Grey Owl of the Ojibway People

I’ve just been re-reading a book that had a quite profound effect on me when I first read it, aged about thirteen. For some years afterwards I would write quite regularly to the Canadian Embassy in London asking for brochures and pictures of the northern forests and wilderness country, and it may have influenced my views on the natural environment ever since. It is Half-Breed – The Story of Grey Owl, by Lovat Dickson, first published in 1939.

It is beautifully written. The language has an old-fashioned elegance most writers could only envy, and is astonishingly evocative at times considering its brevity. The story is that of a Indian of the Ojibway tribe who came to England as a celebrity lecturer in 1935 and 1937, in the full regalia of an Indian speaking for his people, and who became widely famous as a writer and speaker for his descriptions of life in the wilderness and of his work to protect the natural world of his people against the ravages of the shag-a-nash, the white men.

The lectures were a great success and many people were impressed by this proud, dignified and wise old Indian with his deep understanding of the natural world and intense sympathetic connection with it. Only later did it become known that Grey Owl of the Ojibway people was born Archibald Delaney and brought up in the genteel English town of Hastings by two maiden aunts.
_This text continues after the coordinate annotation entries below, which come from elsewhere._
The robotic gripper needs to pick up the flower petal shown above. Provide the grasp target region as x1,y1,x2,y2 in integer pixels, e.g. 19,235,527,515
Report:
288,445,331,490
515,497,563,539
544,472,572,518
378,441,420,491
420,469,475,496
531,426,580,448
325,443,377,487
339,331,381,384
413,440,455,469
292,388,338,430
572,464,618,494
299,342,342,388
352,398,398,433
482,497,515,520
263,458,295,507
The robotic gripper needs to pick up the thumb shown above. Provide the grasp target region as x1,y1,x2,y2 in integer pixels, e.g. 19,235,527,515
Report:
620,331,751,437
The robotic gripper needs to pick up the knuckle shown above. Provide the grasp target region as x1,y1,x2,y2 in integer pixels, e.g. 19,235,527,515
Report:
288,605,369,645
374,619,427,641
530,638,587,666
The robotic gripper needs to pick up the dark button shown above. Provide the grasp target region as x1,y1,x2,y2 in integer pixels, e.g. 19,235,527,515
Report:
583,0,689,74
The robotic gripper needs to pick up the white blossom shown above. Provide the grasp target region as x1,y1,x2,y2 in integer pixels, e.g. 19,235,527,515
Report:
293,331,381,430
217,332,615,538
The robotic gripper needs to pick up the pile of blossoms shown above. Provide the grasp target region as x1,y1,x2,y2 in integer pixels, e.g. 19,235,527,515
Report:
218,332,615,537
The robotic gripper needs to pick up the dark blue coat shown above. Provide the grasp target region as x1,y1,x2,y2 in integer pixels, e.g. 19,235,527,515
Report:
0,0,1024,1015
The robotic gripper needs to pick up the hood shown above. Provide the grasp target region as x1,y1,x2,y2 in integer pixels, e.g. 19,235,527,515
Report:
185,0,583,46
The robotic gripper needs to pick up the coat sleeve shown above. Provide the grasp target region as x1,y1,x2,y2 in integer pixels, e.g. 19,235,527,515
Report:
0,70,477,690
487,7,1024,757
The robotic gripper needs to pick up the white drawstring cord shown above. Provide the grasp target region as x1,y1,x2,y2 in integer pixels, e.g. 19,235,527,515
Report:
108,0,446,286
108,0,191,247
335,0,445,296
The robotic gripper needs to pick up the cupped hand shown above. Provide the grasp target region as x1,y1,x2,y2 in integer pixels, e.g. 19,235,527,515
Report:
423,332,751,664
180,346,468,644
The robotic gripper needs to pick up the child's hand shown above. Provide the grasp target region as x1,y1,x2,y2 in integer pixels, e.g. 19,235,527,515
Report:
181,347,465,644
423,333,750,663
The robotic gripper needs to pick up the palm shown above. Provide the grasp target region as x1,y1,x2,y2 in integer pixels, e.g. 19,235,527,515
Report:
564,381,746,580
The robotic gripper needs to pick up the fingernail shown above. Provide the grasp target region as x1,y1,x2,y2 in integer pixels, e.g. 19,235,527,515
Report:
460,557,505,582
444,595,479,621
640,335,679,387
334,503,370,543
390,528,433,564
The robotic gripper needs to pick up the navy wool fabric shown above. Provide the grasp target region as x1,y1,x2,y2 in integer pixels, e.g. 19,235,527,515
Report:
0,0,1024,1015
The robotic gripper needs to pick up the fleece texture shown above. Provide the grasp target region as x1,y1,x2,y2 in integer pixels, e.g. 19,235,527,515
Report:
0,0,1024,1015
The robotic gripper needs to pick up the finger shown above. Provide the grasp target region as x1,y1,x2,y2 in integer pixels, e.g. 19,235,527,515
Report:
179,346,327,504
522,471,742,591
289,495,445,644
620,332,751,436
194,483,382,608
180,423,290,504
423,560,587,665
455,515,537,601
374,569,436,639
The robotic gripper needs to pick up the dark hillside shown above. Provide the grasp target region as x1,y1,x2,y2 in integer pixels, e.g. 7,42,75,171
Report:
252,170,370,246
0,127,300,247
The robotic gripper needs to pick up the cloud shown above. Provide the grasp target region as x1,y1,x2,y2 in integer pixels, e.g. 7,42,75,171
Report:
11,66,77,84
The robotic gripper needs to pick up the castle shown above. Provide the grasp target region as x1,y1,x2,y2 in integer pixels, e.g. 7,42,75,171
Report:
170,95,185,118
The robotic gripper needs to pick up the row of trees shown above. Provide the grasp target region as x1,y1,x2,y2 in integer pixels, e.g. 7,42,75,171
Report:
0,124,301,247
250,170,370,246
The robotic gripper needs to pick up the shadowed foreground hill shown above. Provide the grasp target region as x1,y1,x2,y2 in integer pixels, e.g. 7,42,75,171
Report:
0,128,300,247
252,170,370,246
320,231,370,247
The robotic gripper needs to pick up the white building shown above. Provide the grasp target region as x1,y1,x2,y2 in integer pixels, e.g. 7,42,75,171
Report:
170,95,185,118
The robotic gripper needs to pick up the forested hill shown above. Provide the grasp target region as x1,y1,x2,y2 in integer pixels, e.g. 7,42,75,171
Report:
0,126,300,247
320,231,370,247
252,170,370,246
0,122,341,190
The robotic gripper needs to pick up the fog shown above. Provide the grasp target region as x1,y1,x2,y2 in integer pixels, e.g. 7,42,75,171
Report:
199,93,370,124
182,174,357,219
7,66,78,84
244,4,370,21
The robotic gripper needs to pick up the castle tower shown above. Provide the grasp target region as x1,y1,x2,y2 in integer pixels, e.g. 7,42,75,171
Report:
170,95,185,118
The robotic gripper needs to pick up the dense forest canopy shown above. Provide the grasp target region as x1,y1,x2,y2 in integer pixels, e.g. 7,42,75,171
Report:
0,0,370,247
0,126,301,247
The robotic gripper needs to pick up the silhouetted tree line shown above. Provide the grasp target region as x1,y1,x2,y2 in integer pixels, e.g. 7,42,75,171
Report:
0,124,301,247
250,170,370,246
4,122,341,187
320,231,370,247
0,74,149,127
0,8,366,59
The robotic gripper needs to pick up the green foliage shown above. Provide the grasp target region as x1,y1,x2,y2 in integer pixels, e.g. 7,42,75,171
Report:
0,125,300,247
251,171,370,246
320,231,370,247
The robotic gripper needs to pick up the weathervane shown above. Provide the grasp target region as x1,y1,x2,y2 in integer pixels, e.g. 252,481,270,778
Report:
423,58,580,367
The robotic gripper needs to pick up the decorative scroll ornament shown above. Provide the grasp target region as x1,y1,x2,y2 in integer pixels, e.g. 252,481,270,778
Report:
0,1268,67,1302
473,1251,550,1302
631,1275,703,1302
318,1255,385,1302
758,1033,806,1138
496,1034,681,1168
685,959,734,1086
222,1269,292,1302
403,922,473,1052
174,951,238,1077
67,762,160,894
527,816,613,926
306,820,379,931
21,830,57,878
The story of how Archie’s life takes him from a middle-class boyhood in Hastings to being the most famous member of the Ojibway people of Canada is, needless to say, extraordinary. It begins early. Even at age eight his idea of playing cowboys and Indians was rather different from that of his schoolmates. They would whoop and holler a bit, do a bit a shooting and dying, and then quickly become bored. In the quiet woods around the town young Archie would pick out a target perhaps a few hundred yards away, and then spend an hour or two crawling silently through the undergrowth towards it, completely focussed, making sure never to rustle a leaf or break a twig, and however long it took him. It does not seem to have occurred to him to play the role of a cowboy.

Much later we read of his ceremony of acceptance into the Ojibway tribe. There are some preliminaries, and then finally a speech made to the tribal gathering by Neganikabu (Stands First), his long-time teacher and guide.

Then ‘Neganikabu danced the conjuror’s dance to the throbbing of the drum, and in endless reiteration the band chanted “Hi-Heeh, Hi-Heh, Ho! Hi-Heh, Hi-Heh, Ha! Hi-Heh, Hi-Heh, Ho! Hi-Hey, Ha!” It kept up so long, the mind became mesmerised by it, and when he stepped into the centre of that motionless ring, Archie felt as though he were entering a temple.’

Perhaps the world would be a better place if we all occasionally gathered around night-time campfires out in the bush and chanted ourselves into a communally reverent state, just as the hippies like to believe.

It’s a very good read, an object lesson for us aspiring writers, a grand adventure and a love story, and perhaps also, for young people in this day and age, an inspiring and educational story, if only because nowadays we often live far from the natural world and have little feeling for it. I would recommend it to any teenager or adult, and especially to any parent who, (and we’ve all been there), hopes to inspire a teenager to run away from home.